Executive Vs Judiciary in AP: Big reason to worry
It is disconcerting that differences between the executive and the judiciary have emerged in Andhra Pradesh
It is disconcerting that differences between the executive and the judiciary have emerged in Andhra Pradesh. Perhaps Andhra Pradesh has achieved the distinction of being the first state to lodge a complaint to the Chief Justice of India alleging that a judge of the apex court who is said to be the next in line for the post of Chief Justice was interfering in the judicial processes of the AP High Court.
In 2019, we had seen Justice Rang Nath Pandey of the Allahabad High Court writing to Prime Minister Narendra Modi alleging "nepotism and casteism" in the collegium system for appointment of judges. There were also allegations that the selection of judges to both the High Courts and the Supreme Court is done in closed chambers "and over cups of tea" based on lobbying and favouritism. The names of future judges, he said, are made public only once the entire process has been completed.
We had also seen former Supreme Court Judge Jasti Chelmeswar saying that every government makes attempts at controlling judiciary. In India and abroad, governments like a tailor-made judicial system, but some are subtle and sophisticated about it. Chelameswar had even led the unprecedented press conference by four Supreme Court judges against the then Chief Justice of India Dipak Misra alleging that the top court was problematic — multiple benches in the Supreme Court created uncertainty in law.
But never was executive's profound dissatisfaction with judiciary so evident as it is now in Andhra Pradesh.
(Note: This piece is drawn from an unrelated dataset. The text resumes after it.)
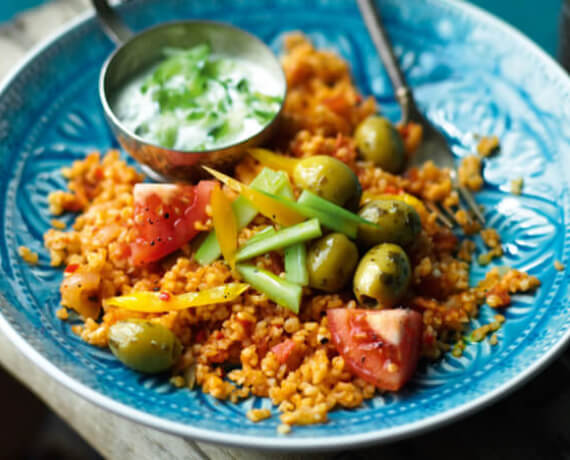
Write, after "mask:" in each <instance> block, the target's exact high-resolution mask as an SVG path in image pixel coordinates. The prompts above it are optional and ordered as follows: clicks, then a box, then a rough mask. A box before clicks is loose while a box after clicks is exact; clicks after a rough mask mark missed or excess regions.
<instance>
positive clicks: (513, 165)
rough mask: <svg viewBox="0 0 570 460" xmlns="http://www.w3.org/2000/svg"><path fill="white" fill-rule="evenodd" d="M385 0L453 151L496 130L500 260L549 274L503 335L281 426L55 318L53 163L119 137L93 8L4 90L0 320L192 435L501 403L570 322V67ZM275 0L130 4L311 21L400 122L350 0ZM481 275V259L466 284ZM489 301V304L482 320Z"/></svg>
mask: <svg viewBox="0 0 570 460" xmlns="http://www.w3.org/2000/svg"><path fill="white" fill-rule="evenodd" d="M159 3H160V6H159ZM380 3H381V8H382V12H383V14H384V16H385V19H386V23H387V25H388V29H389V32H390V35H391V37H392V38H393V41H394V42H395V45H396V50H397V54H398V56H399V58H400V61H401V62H402V65H403V68H404V71H405V73H406V75H407V77H408V79H409V82H410V83H411V85H412V86H413V87H414V88H415V91H416V94H417V98H418V101H419V103H420V105H421V107H422V109H423V110H425V111H426V113H427V114H428V116H429V117H430V118H431V119H432V120H433V122H434V123H436V124H437V125H438V126H440V127H441V128H442V129H443V130H444V131H445V132H446V134H447V135H448V136H449V139H450V141H451V142H452V145H453V150H454V152H455V153H456V154H457V155H458V156H462V155H465V154H467V153H468V152H472V151H473V149H474V146H475V143H476V141H475V139H474V136H473V133H474V132H476V133H480V134H497V135H498V136H499V137H500V138H501V140H502V150H501V153H500V154H499V155H497V156H496V157H493V158H489V159H487V160H485V169H484V176H485V179H486V184H487V185H486V187H485V189H484V191H483V192H482V193H481V194H479V195H478V199H479V200H480V202H481V203H483V204H484V205H485V206H486V216H487V219H488V220H489V223H490V224H491V225H492V226H494V227H496V228H497V229H499V231H500V233H501V236H502V238H503V241H504V246H505V257H504V258H503V259H501V260H498V261H496V262H495V263H494V264H501V265H503V264H508V265H511V266H513V267H516V268H520V269H523V270H528V271H529V272H530V273H531V274H533V275H536V276H538V277H539V278H540V279H541V281H542V287H541V288H540V289H539V290H538V292H537V293H536V295H534V296H527V295H520V296H519V295H517V296H514V304H513V306H512V307H511V308H509V309H508V310H507V311H506V316H507V318H508V320H507V322H506V324H505V327H504V328H502V329H501V330H500V331H499V333H498V335H499V344H498V345H497V346H494V347H492V346H490V345H489V344H488V343H487V342H482V343H473V344H470V345H469V346H468V347H467V349H466V350H465V354H464V355H463V356H462V357H461V358H453V357H451V356H446V357H444V358H443V359H442V360H441V361H439V362H436V363H433V364H430V365H424V366H422V367H421V369H420V371H419V372H418V374H417V376H416V377H415V378H414V380H413V382H412V383H411V384H410V385H408V386H407V387H406V389H405V390H404V391H402V392H400V393H398V394H386V395H384V396H377V397H375V398H374V399H372V400H370V401H366V402H365V403H364V404H363V406H362V407H360V408H358V409H355V410H337V411H334V412H332V413H330V417H329V422H328V423H327V424H324V425H317V426H308V427H296V428H294V430H293V432H292V433H291V434H290V435H288V436H279V435H277V433H276V427H277V425H278V424H279V420H278V418H277V417H272V418H271V419H268V420H265V421H263V422H261V423H257V424H254V423H252V422H250V421H249V420H248V419H247V418H246V417H245V413H246V412H247V410H249V409H250V408H252V407H268V408H272V407H271V404H270V402H269V401H268V400H266V399H260V398H250V399H247V400H245V401H243V402H241V403H239V404H229V403H225V402H220V401H217V400H215V399H214V398H212V397H210V396H206V395H204V394H202V393H201V392H200V391H193V392H190V391H188V390H175V389H173V388H172V387H171V386H170V385H169V384H168V381H167V377H146V376H141V375H138V374H136V373H134V372H131V371H129V370H128V369H125V368H124V367H122V366H121V365H119V364H118V363H117V362H116V361H115V360H114V359H113V357H112V356H111V355H110V353H109V352H107V351H105V350H101V349H97V348H94V347H91V346H89V345H87V344H85V343H83V342H81V341H80V340H79V339H78V338H77V337H76V336H74V334H73V333H71V331H70V326H69V324H68V323H64V322H61V321H59V320H58V319H57V318H56V317H55V311H56V309H57V308H58V307H59V294H58V285H59V282H60V280H61V276H62V274H61V271H60V270H56V269H54V268H52V267H50V265H49V260H48V253H47V251H46V250H45V249H44V248H43V245H42V234H43V232H44V231H46V230H47V229H48V228H49V222H50V219H51V216H50V214H49V212H48V204H47V195H48V193H49V192H50V191H53V190H56V189H62V188H64V187H65V182H64V180H63V178H62V176H61V173H60V168H61V167H62V166H64V165H67V164H69V163H70V162H71V161H72V160H74V159H79V158H83V157H84V156H85V154H86V153H87V152H89V151H91V150H93V149H99V150H101V151H104V150H106V149H108V148H109V147H114V146H116V144H115V141H114V139H113V138H112V136H111V133H110V131H109V129H108V128H107V126H106V124H105V121H104V119H103V114H102V110H101V108H100V105H99V101H98V96H97V78H98V72H99V68H100V66H101V64H102V63H103V61H104V59H105V58H106V56H107V55H108V54H109V53H110V52H111V50H112V46H111V44H110V43H109V42H108V40H107V39H106V38H105V37H104V36H103V34H102V33H101V32H100V31H99V28H98V26H97V24H96V23H95V21H94V20H93V19H92V18H89V19H87V20H85V21H81V22H80V23H78V24H77V25H76V26H75V27H72V28H70V29H68V30H67V31H66V32H65V33H63V34H62V35H61V36H60V37H59V38H58V39H57V40H55V41H53V42H52V43H50V44H49V45H47V46H45V47H44V48H42V49H41V50H39V51H38V52H37V53H36V55H35V57H34V58H33V59H31V60H29V61H28V63H27V64H26V65H24V66H23V67H22V68H21V69H20V71H19V72H18V73H17V74H16V75H14V76H13V78H12V79H11V80H10V81H9V82H8V83H7V84H6V85H5V86H4V88H3V91H2V92H1V94H0V172H1V174H2V175H1V177H2V179H1V183H0V304H1V305H0V310H1V312H2V316H1V317H0V326H1V327H2V328H3V329H4V331H6V332H7V333H8V335H9V336H10V337H11V338H12V340H14V341H15V343H16V344H17V345H18V346H19V347H20V348H21V349H23V350H24V351H25V352H26V353H27V354H28V355H29V356H30V357H31V358H32V359H33V360H34V361H35V362H36V363H37V364H38V365H39V366H41V367H42V368H43V369H45V370H46V371H47V372H48V373H49V374H51V375H52V376H54V377H55V378H57V379H58V380H60V381H61V382H62V383H64V384H65V385H66V386H68V387H70V388H71V389H72V390H74V391H76V392H78V393H80V394H82V395H84V396H85V397H86V398H89V399H90V400H92V401H94V402H96V403H97V404H100V405H102V406H104V407H106V408H108V409H110V410H113V411H115V412H117V413H120V414H123V415H125V416H128V417H131V418H133V419H135V420H138V421H140V422H142V423H146V424H149V425H152V426H155V427H158V428H161V429H164V430H167V431H170V432H174V433H178V434H182V435H187V436H190V437H195V438H200V439H206V440H209V441H212V442H225V443H231V444H240V445H247V446H258V447H267V448H275V449H279V448H283V449H285V448H288V449H310V448H335V447H339V446H346V445H356V444H362V443H369V442H379V441H386V440H390V439H395V438H397V437H402V436H405V435H409V434H411V433H417V432H419V431H421V430H425V429H428V428H433V427H434V426H436V425H438V424H441V423H444V422H446V421H449V420H451V419H453V418H455V417H457V416H459V415H462V414H466V413H468V412H469V411H472V410H474V409H476V408H478V407H481V406H483V405H484V404H487V403H489V402H491V401H492V400H493V399H495V398H496V397H498V396H499V395H501V394H504V393H505V392H506V391H508V390H509V389H512V388H514V387H515V386H517V385H519V384H521V383H523V382H524V381H525V380H527V379H528V378H529V377H530V376H531V375H532V374H533V373H535V372H536V371H538V370H539V369H540V368H541V367H543V366H544V365H545V364H546V363H547V362H548V361H549V360H550V359H551V358H553V357H554V355H555V354H556V352H557V351H559V350H560V349H561V347H562V346H563V345H564V343H565V342H566V341H567V339H568V336H569V331H570V310H569V308H568V307H569V300H568V279H569V276H568V274H567V272H557V271H556V270H554V268H553V262H554V260H555V259H558V260H560V261H562V262H563V263H565V264H566V265H567V266H570V258H569V255H570V254H569V253H570V235H569V233H570V229H569V226H568V217H569V215H570V214H569V212H570V209H569V189H568V184H569V177H568V175H569V172H570V83H569V81H568V78H567V76H566V75H565V74H564V73H563V72H562V71H561V70H560V69H559V68H558V67H557V66H556V65H555V64H554V63H553V62H552V61H550V60H549V59H548V58H547V57H546V56H545V55H543V54H542V53H541V52H540V51H539V50H538V48H536V47H534V46H533V45H532V44H530V42H527V41H526V40H525V39H523V38H522V37H521V36H520V35H518V34H517V33H516V32H514V31H512V30H511V29H509V28H508V27H506V26H504V25H502V24H501V23H499V22H498V21H496V20H494V19H492V18H489V17H488V16H486V15H484V14H482V13H480V12H479V11H478V10H474V9H471V8H469V7H467V6H465V5H462V4H460V3H455V2H446V1H443V0H408V1H406V2H398V1H397V0H386V1H381V2H380ZM268 5H269V2H264V1H261V0H251V1H245V0H242V1H229V0H227V1H224V0H216V1H212V2H198V1H182V0H169V1H162V2H159V1H158V0H146V1H136V2H134V3H131V4H129V5H128V6H126V7H123V8H122V9H121V11H122V12H123V13H124V17H125V19H126V20H127V22H128V23H129V24H130V25H131V26H132V27H133V28H134V29H135V30H141V29H142V28H144V27H146V26H149V25H152V24H155V23H157V22H159V21H166V20H171V19H181V18H210V19H212V18H213V19H216V20H222V21H228V22H231V23H232V24H235V25H238V26H240V27H243V28H245V29H247V30H249V31H251V32H253V33H255V34H256V35H258V36H259V37H261V38H262V39H264V40H265V41H267V42H268V43H270V44H271V45H272V46H273V48H274V49H275V50H276V51H279V50H280V48H281V43H282V37H283V34H284V33H286V32H287V31H291V30H296V29H301V30H303V31H305V33H307V34H308V35H309V37H310V38H311V39H312V40H313V41H314V42H315V43H316V45H317V46H319V47H327V48H333V49H335V50H336V51H338V52H339V53H340V54H341V55H342V56H344V57H345V58H346V59H348V60H349V61H350V63H351V65H352V68H353V71H354V75H355V79H356V82H357V83H358V85H359V86H360V88H361V90H362V91H363V92H364V93H365V94H373V95H374V96H375V97H376V98H377V99H378V101H379V102H380V104H381V106H382V109H383V111H384V112H385V113H386V114H387V115H388V116H390V117H392V118H393V119H396V118H397V116H398V110H397V107H396V104H395V102H394V98H393V95H392V91H391V89H390V85H389V82H388V80H387V77H386V75H385V73H384V72H383V70H382V67H381V65H380V62H379V60H378V58H377V57H376V55H375V54H374V50H373V47H372V44H371V42H370V40H369V39H368V36H367V34H366V32H365V29H364V27H363V26H362V23H361V21H360V19H359V16H358V12H357V10H356V8H355V6H354V4H353V2H351V1H348V0H347V1H341V0H319V1H314V2H310V3H309V2H305V1H301V0H279V1H274V2H271V6H268ZM307 5H310V6H307ZM516 177H523V178H524V181H525V187H524V195H523V196H520V197H517V196H513V195H510V194H509V182H510V180H511V179H513V178H516ZM67 219H68V222H71V217H68V218H67ZM475 240H476V242H477V244H478V246H480V247H482V243H481V241H480V240H479V239H478V237H477V238H476V239H475ZM20 245H26V246H29V247H30V248H31V249H32V250H34V251H36V252H38V253H39V255H40V262H39V264H38V265H37V266H34V267H31V266H28V265H27V264H25V263H23V262H22V261H21V260H20V258H19V257H18V254H17V247H18V246H20ZM486 270H487V268H482V267H479V266H477V265H476V264H475V265H474V267H473V271H472V281H473V282H476V281H477V280H478V279H480V278H481V277H482V276H483V274H484V272H485V271H486ZM493 314H494V312H493V311H492V310H491V309H489V308H488V307H484V308H483V309H482V313H481V317H480V318H479V319H478V320H477V321H474V323H473V326H476V325H478V324H483V323H486V322H489V320H490V318H491V317H492V315H493ZM272 410H273V412H274V413H275V414H277V411H276V409H275V408H272Z"/></svg>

Though there has been criticism of judgements, never did any government allege that a particular judge (in this case N V Ramana), was interfering in the matters of High Court.
The AP government seems to be unhappy with the spate of recent decisions of the High Court which had gone against them and the comments made by the judges during the hearing on many contentious issues. It feels that all the welfare measures it wanted to implement were being stalled by the High Court.
What seems to have irked them most is the landing of the issue of the investigation into the alleged inside trading in Amaravati and scrapping of CRDA sometime back in the High Court and the stay into the probe against the alleged perpetrators of the scam including Dammalapati Srinivasa Rao, former Advocate General and the orders issued by the High Court staying coverage of the same in media.
While it is highly debatable whether such issues should have been raised in public, the executive too needs to ponder over the reasons as to why the High Court had given judgements in certain PILs against the government? Are the courts on the wrong side or is there any flaw in the way certain decisions were taken by the political executive?
The government also needs to answer whether it was proper for some people holding constitutional posts to make comments against the judges of the High Court. It had also not taken any action against those who posted objectionable comments against judges on social media forcing the High Court to take it up as suo motto case.
It is time the Supreme Court took a serious view of the allegations made by the Andhra Pradesh government and cleared the air or else it could affect the faith of the common man in judiciary. A touch of pragmatism is what the judiciary and the executive need at this juncture.